As before, the rRNA reads returned by bbduk with a high k-value are a strict subset of those returned with a low k-value, and those returned by Ribodetector in high-precision mode are a strict subset of those returned in high-recall mode. This time, only 64% of putative rRNA reads were agreed on by all four conditions; most of the rest were only identified by all methods except high-k bbduk. The agreement between the high-recall methods remains good, but less good than for Johnson, with 6% of putative rRNA reads identified only by low-k bbduk and 2% only by high-recall Ribodetector.
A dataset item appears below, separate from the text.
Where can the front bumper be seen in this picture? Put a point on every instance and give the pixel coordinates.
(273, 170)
3. Crits-Christoph et al. (SRR23998357)

Finally, we have the sample from Crits-Christoph et al. (2021). This was by far the biggest sample of the three, with a total of 47.47M read pairs. It is also the only sample that, to my knowledge, explicitly included ribodepletion in its methods.

In this case, I ran both bbduk and Ribodetector with 16 threads, so I could run two processes in parallel on my EC2 instance. Under these conditions, running bbduk with k=27 identified 5.02M read pairs (10.57%) as ribosomal; running it with k=43 identified 3.90M (8.21%). These runs took 90 and 79 seconds, respectively.

Running Ribodetector in high-MCC mode identified 3.90M (8.21%) as ribosomal; running it in high-recall mode identified 4.95M (10.42%). Both runs took well over an hour.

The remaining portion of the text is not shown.